We are working with our health partners in Gippsland to ensure the best care is provided to patients in the area.
We continue to work closely with Ambulance Victoria, Adult Retrieval Victoria and PIPER (Paediatric Infant Perinatal Emergency Retrieval) and we are ready to receive patients as needed.
We have also enacted our Working in Adverse Weather Policy to ensure our employees can continue to care for patients and remain safe.
Some employees have asked about donating supplies to other hospitals. DHHS is managing the co-ordination and distribution of essential clinical supplies, as well as co-ordinating workforce and specialty resource needs throughout the State. If we are asked, for supplies or people, we will of course respond.
If the fires are impacting you, if you need time away from work to help yourself or family, or to volunteer or need other support, please talk with your manager.
EAP is available
We know that for some this is a difficult time. If you need support, we have services available at Monash Health. You can call our Employee Assistance Program (EAP), which is available 24/7 on – 1300 687 327. EAP is confidential and provided at no cost to employees. For more information click here.
If you live, work or travel in a high risk area, it is important to pay close attention to information provided by Vic Emergency and monitor changes to the situation. Increased wind speed, change in wind direction, smoke or poor visibility can indicate the situation is changing.
Smoke can affect people’s health, so please note:
People with pre-existing health problems, heart or lung conditions (including asthma), children, pregnant women, and older people are more sensitive to the effects of breathing in smoke.

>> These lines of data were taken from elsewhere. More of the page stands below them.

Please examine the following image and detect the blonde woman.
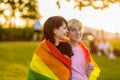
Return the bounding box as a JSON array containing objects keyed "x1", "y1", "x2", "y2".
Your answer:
[{"x1": 68, "y1": 19, "x2": 100, "y2": 80}]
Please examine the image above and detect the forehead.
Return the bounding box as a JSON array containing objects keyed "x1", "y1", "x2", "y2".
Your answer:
[{"x1": 70, "y1": 24, "x2": 83, "y2": 29}]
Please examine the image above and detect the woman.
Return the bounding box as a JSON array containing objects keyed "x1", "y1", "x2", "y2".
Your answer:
[
  {"x1": 28, "y1": 16, "x2": 72, "y2": 80},
  {"x1": 68, "y1": 19, "x2": 100, "y2": 80}
]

People with existing heart or lung conditions (including asthma) should follow the treatment plan advised by the doctor.
Anyone experiencing wheezing, chest tightness and difficulty breathing should call Triple Zero (000).
If you cannot smell smoke, you are not likely to be exposed to smoke, and it will therefore not affect you.
Use multiple sources to stay informed:
VicEmergency Hotline – freecall 1800 226 226
Tune in to ABC Local Radio, commercial and designated community radio stations, or Sky News TV.
The following services can help you, or someone you know, access information during an emergency.
To access this information in other languages, call the Translating and Interpreting Service on 131 450 (freecall) and ask them to call the VicEmergency Hotline.
If you are deaf, hard of hearing, or have a speech/communication impairment, contact National Relay Service on 1800 555 677 and ask them to call the VicEmergency Hotline.
Finally, I want to again thank you for the work you do at Monash Health. We provide vital care to our community and your support and contribution is highly valued and much appreciated.